A World War II veteran from northwest suburban Morton Grove is making Chicago Proud. He just received France's highest honor, the same award once bestowed upon Holocaust survivor Elie Wiesel and Former President Dwight D. Eisenhower.
France has always been in Herman Sitrick's heart, but now pinned close to it is a symbol of the nation's gratitude.
"I really don't think of anything that I did as being particularly heroic," Sitrick said.
But the Legion D'Honneur, or Legion of Honor, celebrates the rarest acts of bravery.

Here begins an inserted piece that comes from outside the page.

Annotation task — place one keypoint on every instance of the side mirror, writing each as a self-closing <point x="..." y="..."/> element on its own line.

As a teenager, Stirick was wounded after landing on the beaches of Normandy after D Day. Shrapnel pierced his leg. He could have gone home, but didn't. Instead, he fought in the Battle of the Bulge, in some of the war's most brutal conditions.
On a frigid night in the Ardennes Forest of Belgium, Sitrick managed to disarm and capture 21 German soldiers, one by one, all by himself. He detained them in a farmhouse until reinforcements arrived.

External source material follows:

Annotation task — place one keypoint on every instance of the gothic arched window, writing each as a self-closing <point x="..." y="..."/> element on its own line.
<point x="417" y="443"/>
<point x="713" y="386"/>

"Capturing 21 German prisoners at about 19 years old by yourself is not a small undertaking," said retired Lieutenant General H Steven Blum, U.S. Army.
But since then, Sitrick has rarely spoken about that night. The now-92-year-old great-grandfather said his heart simply answered the cal.
"I never felt like a hero. I was there and I had to do what had to be done," Sitrick said.